A Few Answers To Questions You Always Wondered About

October 11, 2017 | 14 Comments » | Topics: Answers

How does a doctor go about revealing to his patient that he has a terminal illness?

They teach us to get down to the patient’s level, so it doesn’t feel like you’re talking down to them (literally and figuratively). But, ideally you wouldn’t tell them bad news in the waiting room. You would want to do it in an exam room or your office, where both of you can sit comfortably facing each other.

I was surprised to learn there is actually a really structured way on how to tell a patient bad news. Literally a 6 step process that all physicians are taught to follow.

For this example lest say the patient has lung cancer.

Generally the first step involves saying something like What is your current understanding of your condition or what have you been told so far this is to determine how much the patient knows.
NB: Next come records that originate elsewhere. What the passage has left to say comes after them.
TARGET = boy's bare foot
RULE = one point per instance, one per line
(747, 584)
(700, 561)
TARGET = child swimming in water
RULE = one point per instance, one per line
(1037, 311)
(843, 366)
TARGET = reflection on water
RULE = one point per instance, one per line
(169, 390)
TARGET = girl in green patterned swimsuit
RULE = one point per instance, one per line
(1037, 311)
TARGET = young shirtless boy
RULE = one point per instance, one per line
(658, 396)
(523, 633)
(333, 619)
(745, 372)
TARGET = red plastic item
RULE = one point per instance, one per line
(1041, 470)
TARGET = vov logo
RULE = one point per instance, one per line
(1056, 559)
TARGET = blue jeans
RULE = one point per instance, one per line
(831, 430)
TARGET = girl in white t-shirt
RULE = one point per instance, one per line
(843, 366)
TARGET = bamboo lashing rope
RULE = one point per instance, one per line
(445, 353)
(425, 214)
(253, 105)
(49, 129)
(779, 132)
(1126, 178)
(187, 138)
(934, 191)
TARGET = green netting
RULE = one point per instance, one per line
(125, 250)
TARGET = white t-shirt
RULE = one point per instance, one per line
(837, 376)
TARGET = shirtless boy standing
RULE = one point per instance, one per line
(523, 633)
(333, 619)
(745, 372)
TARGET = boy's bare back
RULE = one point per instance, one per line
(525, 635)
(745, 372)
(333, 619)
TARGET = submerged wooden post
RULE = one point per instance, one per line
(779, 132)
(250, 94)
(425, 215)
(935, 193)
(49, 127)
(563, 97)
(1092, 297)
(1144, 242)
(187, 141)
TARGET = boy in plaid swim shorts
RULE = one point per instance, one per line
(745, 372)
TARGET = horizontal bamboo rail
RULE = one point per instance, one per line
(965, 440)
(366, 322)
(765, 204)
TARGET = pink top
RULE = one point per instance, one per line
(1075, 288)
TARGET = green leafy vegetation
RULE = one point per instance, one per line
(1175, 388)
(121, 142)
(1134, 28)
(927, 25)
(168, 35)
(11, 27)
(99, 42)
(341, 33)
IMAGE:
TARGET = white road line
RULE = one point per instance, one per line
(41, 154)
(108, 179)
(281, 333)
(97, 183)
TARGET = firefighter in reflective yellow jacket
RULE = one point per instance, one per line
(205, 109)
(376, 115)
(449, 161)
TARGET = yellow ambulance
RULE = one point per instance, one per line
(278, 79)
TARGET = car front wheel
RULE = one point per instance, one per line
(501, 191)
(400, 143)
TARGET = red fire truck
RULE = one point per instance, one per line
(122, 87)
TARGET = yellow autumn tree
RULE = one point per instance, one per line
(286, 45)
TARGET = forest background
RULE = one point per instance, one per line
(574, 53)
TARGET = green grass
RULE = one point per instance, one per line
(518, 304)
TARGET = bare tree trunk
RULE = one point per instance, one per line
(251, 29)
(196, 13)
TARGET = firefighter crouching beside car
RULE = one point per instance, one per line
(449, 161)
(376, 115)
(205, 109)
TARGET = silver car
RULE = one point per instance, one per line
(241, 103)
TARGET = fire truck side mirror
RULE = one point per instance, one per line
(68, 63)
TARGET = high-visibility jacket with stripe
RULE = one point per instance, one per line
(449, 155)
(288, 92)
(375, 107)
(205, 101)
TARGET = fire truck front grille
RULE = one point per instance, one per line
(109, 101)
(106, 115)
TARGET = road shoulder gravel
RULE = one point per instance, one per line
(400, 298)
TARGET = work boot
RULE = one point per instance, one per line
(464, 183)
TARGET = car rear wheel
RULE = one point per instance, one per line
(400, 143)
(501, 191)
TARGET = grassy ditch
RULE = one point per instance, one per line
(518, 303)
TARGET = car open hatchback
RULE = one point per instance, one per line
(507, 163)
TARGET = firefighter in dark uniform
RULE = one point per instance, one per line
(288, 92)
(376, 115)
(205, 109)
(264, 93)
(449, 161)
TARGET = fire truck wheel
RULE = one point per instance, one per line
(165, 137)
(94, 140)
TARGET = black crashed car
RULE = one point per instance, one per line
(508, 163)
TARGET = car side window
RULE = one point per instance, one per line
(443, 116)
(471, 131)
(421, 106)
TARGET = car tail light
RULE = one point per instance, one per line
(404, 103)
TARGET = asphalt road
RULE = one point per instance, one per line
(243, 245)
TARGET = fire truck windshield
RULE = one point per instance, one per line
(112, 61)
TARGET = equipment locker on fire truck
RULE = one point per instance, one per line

Because if the patient has been told the news by the radiology staff or another physician, you are just going to look stupid when you deliver the actual news (that the patient has cancer).

The second step is to say something like I’m sorry, but I have some bad news or I’m sorry, I truly wish I had better news for you this is what we call a warning shot. Basically it primes the patient’s brain to accept the following sentence. These phrases help lessen the anticipation. Because, in a way, you have already told the patient the bad news without actually saying they have cancer.

The third step would be to actually say the news. Something like I’m sorry, but I have some bad news. The biopsy indicates you have invasive lung cancer some interesting things about this phrase is that it’s short, simple, and pretty much universally understandable by anyone who isn’t familiar with medicine. Things we aren’t supposed to say would be like you have stage 4 small cell carcinoma instead of just you have cancer. Because a patient might misunderstand what you are saying.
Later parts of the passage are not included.